In 2019 Taittinger announced that he was handing over the presidency of the family house to his daughter Vitalie; her brother Clovis was named general manager. For Pierre-Emmanuel, the decision to cede control was easy. He had always intended to step down at 65 or 66, ‘and I did it. It can be a disaster for a company when the boss wants to stay too long.’ As he tells it, sharing out the senior positions was no more difficult. The company structure is democratic. ‘No single role is more important than another; every decision is taken by six or seven people. Clovis is running the global business, [chef de cave] Damien [le Sueur] is in charge of production and finance, and Vitalie carries the general spirit of Taittinger.’
There is trauma in the history of Taittinger: this is a family that almost lost everything
The house sits on solid foundations – literally: it is one of the handful in Champagne to be built on the famous crayères cellars of Reims: 2.5 miles of tunnels hewn out of chalk by the Romans. With nearly 300ha of vineyard in every grand cru, it has some of the biggest holdings in the region and makes some 6m bottles a year, spearheaded by the great blanc de blancs, Comtes de Champagne.

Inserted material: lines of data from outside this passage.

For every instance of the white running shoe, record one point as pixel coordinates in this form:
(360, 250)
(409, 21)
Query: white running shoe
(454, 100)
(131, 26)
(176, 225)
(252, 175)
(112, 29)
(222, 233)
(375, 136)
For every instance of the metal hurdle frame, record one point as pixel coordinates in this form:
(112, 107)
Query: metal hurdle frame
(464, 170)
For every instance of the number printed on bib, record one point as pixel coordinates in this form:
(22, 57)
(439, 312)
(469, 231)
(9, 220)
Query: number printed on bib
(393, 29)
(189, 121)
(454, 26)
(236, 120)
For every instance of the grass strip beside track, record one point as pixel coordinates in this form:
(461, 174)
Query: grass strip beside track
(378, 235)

Solid as it appears, there is trauma in the history of Taittinger: this is a family that almost lost everything, and the memory is still raw. The story of the sale of the group to investment firm Starwood, in 2005, and Pierre-Emmanuel’s triumph in buying back the Champagne and wine parts of the business two years later, is well known. ‘When the group was sold, we realised that we had this heritage,’ Vitalie says. ‘The company was part of our identity. That was when we understood the meaning of a family company.’ When their father’s bid to buy back the company was successful, she and Clovis asked him if they could come and work with him. ‘Every day we consider how lucky we are,’ she says. ‘We’ve never been as strong as we are today.’